種々の実施形態では、本発明は、薬学的に許容される賦形剤を治療的有効量のｍｉＲＮＡ阻害剤と共に含む薬学的組成物を提供する。「薬学的に許容される賦形剤」は、一般的に安全で、非毒性で、また望ましい薬学的組成物を調製するのに有用な賦形剤を意味し、獣医用の使用およびヒト用の薬学的使用に対して許容される賦形剤を含む。そのような賦形剤は、固体、液体、半固体であってもよく、またはエアゾール組成物の場合は気体であってもよい。
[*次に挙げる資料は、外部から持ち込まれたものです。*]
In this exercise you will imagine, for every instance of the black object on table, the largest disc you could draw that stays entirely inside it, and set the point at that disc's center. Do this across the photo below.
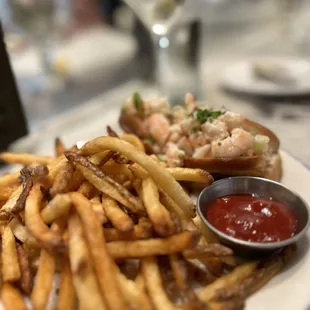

種々の実施形態では、本発明による薬学的組成物は、任意の投与経路を介する送達のために製剤化されてよい。「投与経路」とは、当該技術分野において既知の任意の投与経路を指すことができ、エアゾール、経鼻、経口、経粘膜、経皮、または非経口を含むがそれらに限定されない。「経皮」投与は、局所クリームもしくは軟膏を使用して、または経皮パッチの手段によって達成することができる。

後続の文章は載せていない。